From: Valentin Schneider <valentin.schneider@arm.com>
To: Reinette Chatre <reinette.chatre@intel.com>
Cc: linux-kernel@vger.kernel.org, x86@kernel.org,
Fenghua Yu <fenghua.yu@intel.com>,
Thomas Gleixner <tglx@linutronix.de>,
Ingo Molnar <mingo@redhat.com>, Borislav Petkov <bp@alien8.de>,
"H. Peter Anvin" <hpa@zytor.com>,
James Morse <James.Morse@arm.com>
Subject: Re: [PATCH v2 0/3] x86/intel_rdt: task_work vs task_struct rmid/closid write race
Date: Wed, 25 Nov 2020 15:01:16 +0000 [thread overview]
Message-ID: <jhjpn41v5tv.mognet@arm.com> (raw)
In-Reply-To: <87be8915-21b0-5214-9742-ccc7515c298b@intel.com>
Hi Reinette,
On 24/11/20 21:37, Reinette Chatre wrote:
> Hi Valentin,
>
> On 11/22/2020 6:24 PM, Valentin Schneider wrote:
>> This is a small cleanup + a fix for a race I stumbled upon while staring at
>> resctrl stuff.
>>
>> Briefly tested on a Xeon Gold 5120 (m2.xlarge.x86 on Equinix) by bouncing
>> a few tasks around control groups.
>>
>
> ...
>
> Thank you very much for taking this on. Unfortunately this race is one
> of a few issues with the way in which tasks moving to a new resource
> group is handled.
>
> Other issues are:
>
> 1.
> Until the queued work is run, the moved task runs with old (and even
> invalid in the case when its original resource group has been removed)
> closid and rmid.
>
For a userspace task, that queued work should be run as soon as possible
(& relevant). If said task is currently running, then task_work_add() will
lead to an IPI; the other cases (task moving itself or not currently
running) are covered by the return to userspace path.

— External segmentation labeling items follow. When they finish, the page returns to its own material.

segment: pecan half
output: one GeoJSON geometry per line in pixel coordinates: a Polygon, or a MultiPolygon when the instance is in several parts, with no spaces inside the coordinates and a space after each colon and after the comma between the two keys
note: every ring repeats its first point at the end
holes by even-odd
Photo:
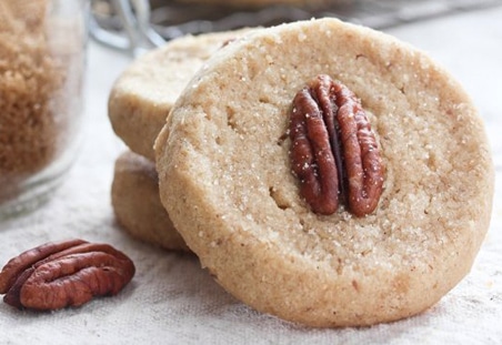
{"type": "Polygon", "coordinates": [[[293,100],[289,134],[292,171],[313,212],[332,214],[345,203],[370,214],[383,190],[384,168],[371,124],[355,94],[318,75],[293,100]]]}
{"type": "Polygon", "coordinates": [[[134,275],[132,261],[108,244],[46,243],[11,258],[0,272],[3,302],[40,311],[80,306],[116,295],[134,275]]]}

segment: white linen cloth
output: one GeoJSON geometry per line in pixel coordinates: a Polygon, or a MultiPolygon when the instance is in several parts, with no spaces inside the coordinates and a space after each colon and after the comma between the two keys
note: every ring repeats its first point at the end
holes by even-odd
{"type": "Polygon", "coordinates": [[[367,328],[312,329],[258,313],[215,284],[197,258],[129,237],[116,223],[110,185],[124,150],[107,115],[112,82],[130,63],[90,42],[86,141],[69,179],[38,211],[0,223],[0,265],[69,237],[104,242],[135,263],[114,297],[53,313],[0,303],[0,344],[502,344],[502,7],[388,30],[428,51],[471,93],[496,165],[493,220],[472,272],[425,313],[367,328]]]}

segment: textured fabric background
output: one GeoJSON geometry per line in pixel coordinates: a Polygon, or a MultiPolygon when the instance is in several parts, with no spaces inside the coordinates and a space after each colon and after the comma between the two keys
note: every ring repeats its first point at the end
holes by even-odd
{"type": "Polygon", "coordinates": [[[122,293],[54,313],[0,303],[0,344],[502,344],[502,8],[389,30],[424,49],[472,94],[496,165],[490,232],[465,277],[422,315],[369,328],[311,329],[260,314],[220,288],[195,257],[130,239],[110,205],[113,162],[124,149],[110,128],[111,83],[130,59],[90,43],[86,142],[69,179],[37,212],[0,223],[0,265],[47,241],[106,242],[134,261],[122,293]]]}

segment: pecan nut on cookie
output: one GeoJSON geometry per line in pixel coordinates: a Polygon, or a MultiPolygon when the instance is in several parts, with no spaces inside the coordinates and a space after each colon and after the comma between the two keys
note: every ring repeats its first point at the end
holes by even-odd
{"type": "Polygon", "coordinates": [[[489,227],[493,164],[462,87],[335,19],[221,49],[155,151],[161,201],[202,265],[251,307],[310,326],[423,312],[489,227]]]}

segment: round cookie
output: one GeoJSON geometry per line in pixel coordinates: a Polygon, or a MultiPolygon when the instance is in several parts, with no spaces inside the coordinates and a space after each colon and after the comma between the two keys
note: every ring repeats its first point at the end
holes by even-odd
{"type": "Polygon", "coordinates": [[[185,35],[147,52],[116,80],[108,115],[116,134],[154,160],[153,142],[178,95],[211,54],[250,29],[185,35]]]}
{"type": "Polygon", "coordinates": [[[155,150],[161,201],[202,265],[245,304],[305,325],[423,312],[469,273],[489,227],[493,164],[461,85],[409,44],[334,19],[220,50],[155,150]],[[314,214],[291,173],[292,101],[319,74],[361,99],[379,143],[384,189],[364,217],[314,214]]]}
{"type": "Polygon", "coordinates": [[[168,250],[189,251],[160,203],[155,164],[133,152],[116,161],[111,203],[118,222],[133,237],[168,250]]]}

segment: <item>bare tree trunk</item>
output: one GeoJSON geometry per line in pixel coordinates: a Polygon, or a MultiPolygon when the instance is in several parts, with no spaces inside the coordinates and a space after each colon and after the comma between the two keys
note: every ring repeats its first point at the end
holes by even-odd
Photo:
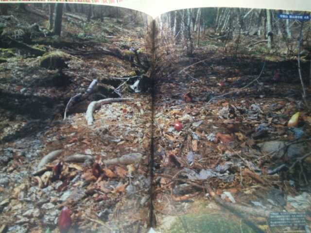
{"type": "Polygon", "coordinates": [[[177,44],[178,44],[180,41],[180,35],[181,30],[181,21],[182,21],[182,15],[181,15],[182,11],[176,11],[176,26],[175,26],[175,40],[177,44]]]}
{"type": "Polygon", "coordinates": [[[197,27],[197,25],[199,24],[199,19],[200,18],[200,16],[201,16],[201,8],[199,8],[198,9],[198,11],[196,12],[196,17],[195,17],[195,24],[194,25],[194,27],[193,28],[193,31],[195,32],[196,32],[197,29],[198,29],[198,27],[197,27]]]}
{"type": "Polygon", "coordinates": [[[100,6],[100,7],[101,8],[101,12],[100,12],[100,18],[101,18],[101,22],[103,22],[104,21],[104,6],[100,6]]]}
{"type": "Polygon", "coordinates": [[[26,4],[18,3],[18,10],[23,11],[27,11],[27,10],[26,9],[26,4]]]}
{"type": "Polygon", "coordinates": [[[92,17],[92,4],[90,4],[88,6],[88,12],[87,13],[87,19],[86,21],[89,22],[91,20],[91,17],[92,17]]]}
{"type": "Polygon", "coordinates": [[[199,25],[198,26],[198,41],[197,42],[197,46],[199,46],[199,43],[200,43],[200,33],[201,31],[201,21],[202,20],[202,9],[201,9],[201,11],[200,11],[200,17],[199,17],[199,22],[198,22],[198,24],[199,25]]]}
{"type": "Polygon", "coordinates": [[[70,9],[70,6],[69,6],[69,3],[65,3],[65,6],[66,11],[68,11],[68,12],[71,12],[71,9],[70,9]]]}
{"type": "Polygon", "coordinates": [[[54,14],[54,9],[55,6],[54,3],[49,4],[49,29],[53,29],[53,15],[54,14]]]}
{"type": "Polygon", "coordinates": [[[175,28],[175,11],[171,11],[170,12],[170,24],[172,34],[173,34],[175,28]]]}
{"type": "Polygon", "coordinates": [[[73,10],[76,13],[79,12],[79,9],[78,9],[78,4],[77,3],[73,3],[73,10]]]}
{"type": "Polygon", "coordinates": [[[258,19],[257,21],[257,27],[258,28],[258,36],[260,36],[261,35],[261,23],[262,21],[262,13],[263,10],[262,9],[259,10],[259,14],[258,14],[258,19]]]}
{"type": "Polygon", "coordinates": [[[0,5],[0,10],[1,10],[1,15],[2,16],[7,16],[8,8],[9,5],[7,4],[1,4],[0,5]]]}
{"type": "MultiPolygon", "coordinates": [[[[288,11],[286,11],[286,14],[290,14],[288,11]]],[[[291,27],[290,27],[290,20],[286,19],[286,32],[287,33],[287,38],[291,39],[292,38],[292,32],[291,32],[291,27]]]]}
{"type": "Polygon", "coordinates": [[[268,48],[272,48],[272,26],[271,25],[271,14],[270,10],[266,10],[267,29],[268,31],[268,48]]]}
{"type": "Polygon", "coordinates": [[[55,20],[54,21],[54,34],[60,36],[62,32],[62,20],[63,19],[63,7],[64,3],[55,4],[55,20]]]}

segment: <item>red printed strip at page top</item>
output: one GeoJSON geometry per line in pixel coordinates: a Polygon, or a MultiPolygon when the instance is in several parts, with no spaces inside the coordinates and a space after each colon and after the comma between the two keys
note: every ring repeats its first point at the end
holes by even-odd
{"type": "Polygon", "coordinates": [[[144,12],[154,18],[172,11],[200,7],[239,7],[270,9],[291,11],[311,11],[311,1],[305,0],[0,0],[5,2],[68,2],[104,4],[119,6],[144,12]]]}

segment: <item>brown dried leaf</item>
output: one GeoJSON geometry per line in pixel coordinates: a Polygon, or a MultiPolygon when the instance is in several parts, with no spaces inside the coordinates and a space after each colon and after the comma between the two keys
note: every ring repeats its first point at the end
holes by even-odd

Kernel threads however are a prickly matter because they quite explicitly
don't have this return to userspace - they only run their task_work
callbacks on exit. So we currently have to wait for those kthreads to go
through a context switch to update the relevant register, but I don't
see any other alternative that wouldn't involve interrupting every other
CPU (the kthread could move between us triggering some remote work and its
previous CPU receiving the IPI).
> 2.
> Work to update the PQR_ASSOC register is queued every time the user
> writes a task id to the "tasks" file, even if the task already belongs
> to the resource group and in addition to any other pending work for that
> task. This could result in multiple pending work items associated with a
> single task even if they are all identical and even though only a single
> update with most recent values is needed. This could result in
> significant system resource waste, especially on tasks sleeping for a
> long time.
>
> Fenghua solved these issues by replacing the callback with a synchronous
> update, similar to how tasks are currently moved when a resource group
> is deleted. We plan to submit this work next week.
>
> This new solution will make patch 1 and 2 of this series unnecessary. As
> I understand it patch 3 would still be a welcome addition but would
> require changes. As you prefer you could either submit patch 3 on its
> own for the code as it is now and we will rework the task related
> changes on top of that, or you could wait for the task related changes
> to land first?
>
Please do Cc me on those - I'll re-evaluate the need for patch 3 then.
Thanks!
>>
>> Valentin Schneider (3):
>> x86/intel_rdt: Check monitor group vs control group membership earlier
>> x86/intel_rdt: Plug task_work vs task_struct {rmid,closid} update race
>> x86/intel_rdt: Apply READ_ONCE/WRITE_ONCE to task_struct .rmid &
>> .closid
>>
>
> Thank you very much
>
> Reinette
next prev parent reply other threads:[~2020-11-25 15:01 UTC|newest]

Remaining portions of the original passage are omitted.